Proponents of the beauty contest method emphasize the aspect of customers having to bear the cost of increased spectrum prices – a consideration that must receive significant attention in India, which has a large, heavily communication dependent, low-income population. Despite TRAI purporting in its Consultation Paper that ‘efficiency’ and ‘equality’ are the cornerstones of its efforts, the text is yet to transition into practice. It has been found that reserve prices have been continually increasing disproportionately over time, by factors as high as 72 times. Researchers find it more appropriate to refer to the process as lottery-based rather than an auction. Moreover, the inability to secure bidders for scarce spectrum suggests an auction design that prioritizes government revenues over serviceability, optimal division and improved usage. In a Thailand-centric comparative research article based on the 2.1GHz-Spectrum auction, even international scholars identified the manifest misdirection and commented that the Indian auction rounds were “designed to maximize revenue while sacrificing efficiency“. Furthermore, with just three major players remaining in the market, the objective needs to shift to selling all the spectrum put-up for auction. Acquiring spectrum will help service providers to enhance consumer experience and positively contribute to the country’s digital economy.


IV. The Way Forward


Spectrum sale is a major revenue earner for governments, and an optimal selection of reserve prices will help in increasing such revenue. As adeptly put forth by TRAI itself, “unlike many other natural resources, it (spectrum) can be repeatedly reused and hence does not deplete. However, it has been considered as a limited – even scarce – natural resource because, given present technology, there is only a finite portion available for being put to valuable use at any point of time and thus, its valuation gains importance.” In this regard, regulators must be mindful that a spectrum’s greatest value comes from its usage instead of its sale, which is only a source of immediate or short-term revenue. Research, in fact, has proven that the expected gain from setting a small reserve price exceeds the expected loss. Moreover, just as with any other commercial entity, an increased financial burden on telecom service providers will steer their endeavour towards cost-cutting. The resultant decrease in quality, heightened prices, and lack of innovation will ultimately harm the end-users.
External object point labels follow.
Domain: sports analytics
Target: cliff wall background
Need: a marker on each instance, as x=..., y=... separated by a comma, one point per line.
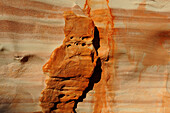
x=134, y=52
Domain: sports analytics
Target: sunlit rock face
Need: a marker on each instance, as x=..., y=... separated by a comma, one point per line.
x=71, y=66
x=134, y=39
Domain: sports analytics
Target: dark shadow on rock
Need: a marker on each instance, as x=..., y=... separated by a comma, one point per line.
x=96, y=40
x=96, y=76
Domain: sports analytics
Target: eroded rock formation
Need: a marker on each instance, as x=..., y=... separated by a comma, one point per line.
x=71, y=66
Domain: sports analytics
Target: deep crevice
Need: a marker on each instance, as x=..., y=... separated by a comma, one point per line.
x=95, y=78
x=96, y=40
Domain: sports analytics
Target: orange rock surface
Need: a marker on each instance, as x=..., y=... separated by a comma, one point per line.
x=71, y=66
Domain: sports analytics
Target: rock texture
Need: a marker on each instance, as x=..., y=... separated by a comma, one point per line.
x=71, y=66
x=134, y=55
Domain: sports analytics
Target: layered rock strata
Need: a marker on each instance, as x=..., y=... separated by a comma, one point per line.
x=71, y=66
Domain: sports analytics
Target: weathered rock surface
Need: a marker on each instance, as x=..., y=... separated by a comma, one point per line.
x=134, y=52
x=71, y=66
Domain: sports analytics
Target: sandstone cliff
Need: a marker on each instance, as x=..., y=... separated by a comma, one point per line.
x=132, y=48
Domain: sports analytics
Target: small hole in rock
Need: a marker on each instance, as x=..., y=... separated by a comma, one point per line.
x=61, y=95
x=76, y=43
x=83, y=44
x=69, y=45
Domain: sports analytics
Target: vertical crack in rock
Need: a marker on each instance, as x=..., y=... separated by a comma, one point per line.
x=73, y=68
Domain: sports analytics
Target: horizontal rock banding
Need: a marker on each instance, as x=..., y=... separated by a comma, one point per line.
x=70, y=66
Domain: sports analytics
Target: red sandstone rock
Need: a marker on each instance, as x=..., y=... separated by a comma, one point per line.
x=70, y=66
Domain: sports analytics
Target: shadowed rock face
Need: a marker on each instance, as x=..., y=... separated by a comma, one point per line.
x=71, y=66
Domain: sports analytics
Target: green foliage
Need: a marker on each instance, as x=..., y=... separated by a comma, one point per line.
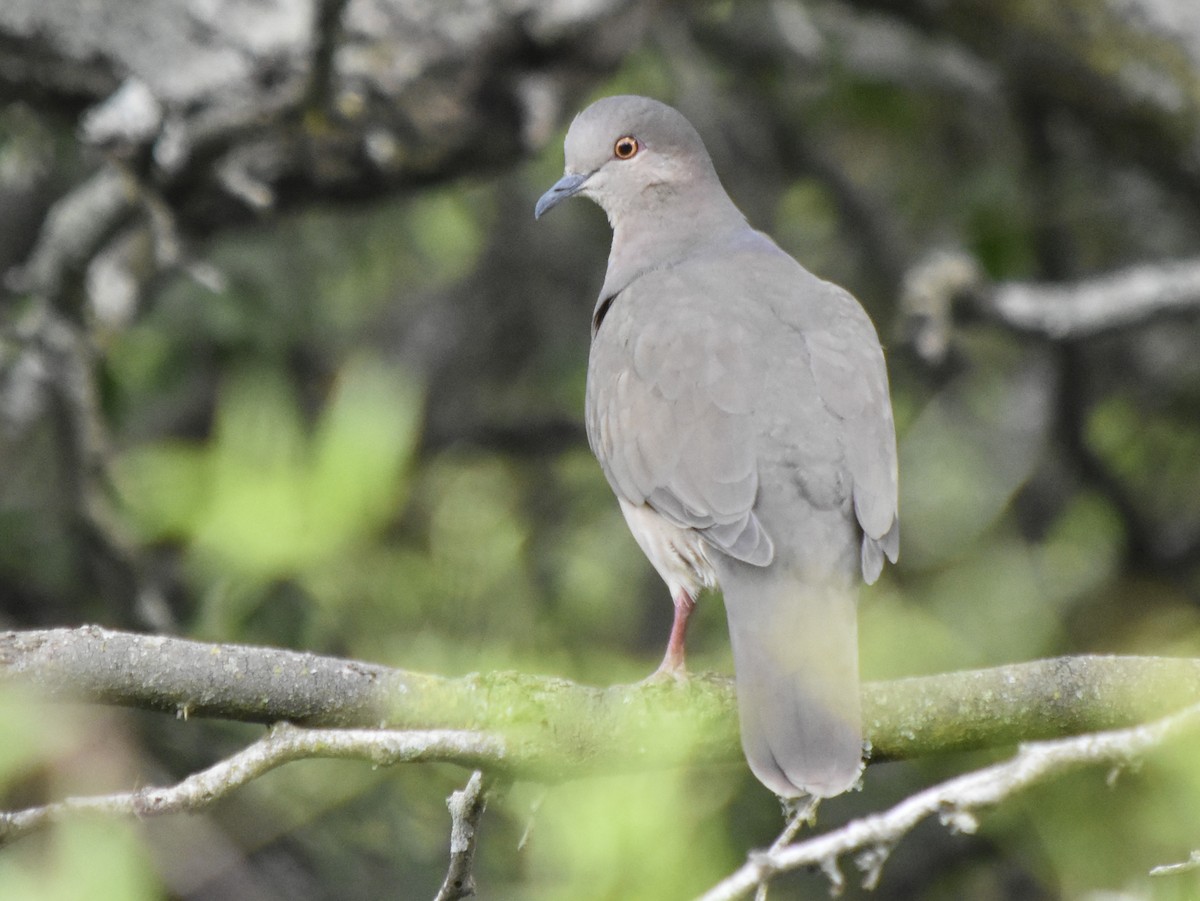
x=268, y=499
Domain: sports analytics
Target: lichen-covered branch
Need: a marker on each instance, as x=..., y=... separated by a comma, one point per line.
x=282, y=744
x=467, y=808
x=955, y=802
x=555, y=727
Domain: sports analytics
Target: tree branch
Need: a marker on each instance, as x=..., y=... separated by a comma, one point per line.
x=282, y=744
x=955, y=803
x=556, y=728
x=1086, y=308
x=467, y=808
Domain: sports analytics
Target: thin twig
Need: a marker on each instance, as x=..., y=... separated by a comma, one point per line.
x=467, y=808
x=282, y=744
x=955, y=802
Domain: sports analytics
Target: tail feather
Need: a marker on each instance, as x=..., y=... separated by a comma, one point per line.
x=796, y=655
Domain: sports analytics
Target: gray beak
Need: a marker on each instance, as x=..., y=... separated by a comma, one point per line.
x=564, y=187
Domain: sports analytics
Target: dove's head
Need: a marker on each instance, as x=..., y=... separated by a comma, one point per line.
x=631, y=152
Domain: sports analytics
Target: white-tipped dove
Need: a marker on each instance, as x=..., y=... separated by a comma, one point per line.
x=738, y=406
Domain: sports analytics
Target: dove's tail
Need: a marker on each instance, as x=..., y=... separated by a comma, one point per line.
x=796, y=655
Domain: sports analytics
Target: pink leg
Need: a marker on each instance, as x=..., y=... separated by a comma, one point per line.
x=673, y=661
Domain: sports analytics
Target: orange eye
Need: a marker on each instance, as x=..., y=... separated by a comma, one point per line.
x=625, y=148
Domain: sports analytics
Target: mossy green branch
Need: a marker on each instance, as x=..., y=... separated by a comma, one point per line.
x=556, y=728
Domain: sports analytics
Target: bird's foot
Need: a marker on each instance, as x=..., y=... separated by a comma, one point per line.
x=672, y=668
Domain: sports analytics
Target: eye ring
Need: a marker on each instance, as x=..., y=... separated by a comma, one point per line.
x=625, y=148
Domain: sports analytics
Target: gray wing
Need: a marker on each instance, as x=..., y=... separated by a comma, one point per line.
x=671, y=383
x=851, y=378
x=702, y=373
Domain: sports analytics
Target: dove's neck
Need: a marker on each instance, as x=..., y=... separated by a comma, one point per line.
x=667, y=230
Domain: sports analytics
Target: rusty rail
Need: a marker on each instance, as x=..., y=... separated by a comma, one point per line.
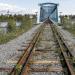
x=64, y=51
x=21, y=67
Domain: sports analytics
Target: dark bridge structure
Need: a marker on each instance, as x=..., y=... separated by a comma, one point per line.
x=48, y=10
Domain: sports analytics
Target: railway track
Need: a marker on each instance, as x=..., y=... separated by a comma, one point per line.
x=47, y=54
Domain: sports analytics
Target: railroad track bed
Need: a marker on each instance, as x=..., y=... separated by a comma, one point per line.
x=46, y=54
x=11, y=51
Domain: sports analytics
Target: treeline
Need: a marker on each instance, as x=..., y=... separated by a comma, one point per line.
x=16, y=17
x=26, y=23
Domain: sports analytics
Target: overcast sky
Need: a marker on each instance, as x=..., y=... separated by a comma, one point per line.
x=31, y=6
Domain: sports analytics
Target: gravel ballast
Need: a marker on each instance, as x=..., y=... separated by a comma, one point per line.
x=9, y=51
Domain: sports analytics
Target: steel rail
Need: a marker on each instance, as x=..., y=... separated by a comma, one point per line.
x=63, y=49
x=22, y=63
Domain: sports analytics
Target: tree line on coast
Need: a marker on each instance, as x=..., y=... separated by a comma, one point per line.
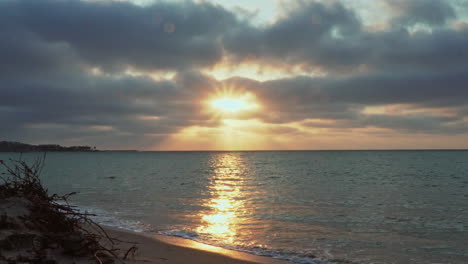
x=11, y=146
Since auctions are more transparent than administrative schemes that may fall victim to corruption, they have become the sought-after resource allocation mechanism. India, as a patron of spectrum auctions, must utilize this platform to breed competition. The entry of new players will foster sectoral development and intrinsically invite higher bidding amounts, thereby possibly even increasing government revenue. Thus, while the suggestion is not to settle at a ‘small’ reserve price, it must not be arbitrary and should be based on a fixed set of parameters laid down by TRAI in advance. This would decrease, if not eliminate, the information asymmetry between the telecom operators and regulatory authorities. Moreover, increased clarity in the spectrum auction process will inspire the confidence of service providers and stimulate a responsible and competitive affair. This would translate to tangible benefits for the consumers, including alternative services and easier switching infrastructure, while also aiding the country’s overall digital advancement. Though revisiting reserve prices may alone prove exiguous in revamping the design of spectrum auctions, it is a definite step forward in facilitating a win-win situation – and therefore warrants serious consideration.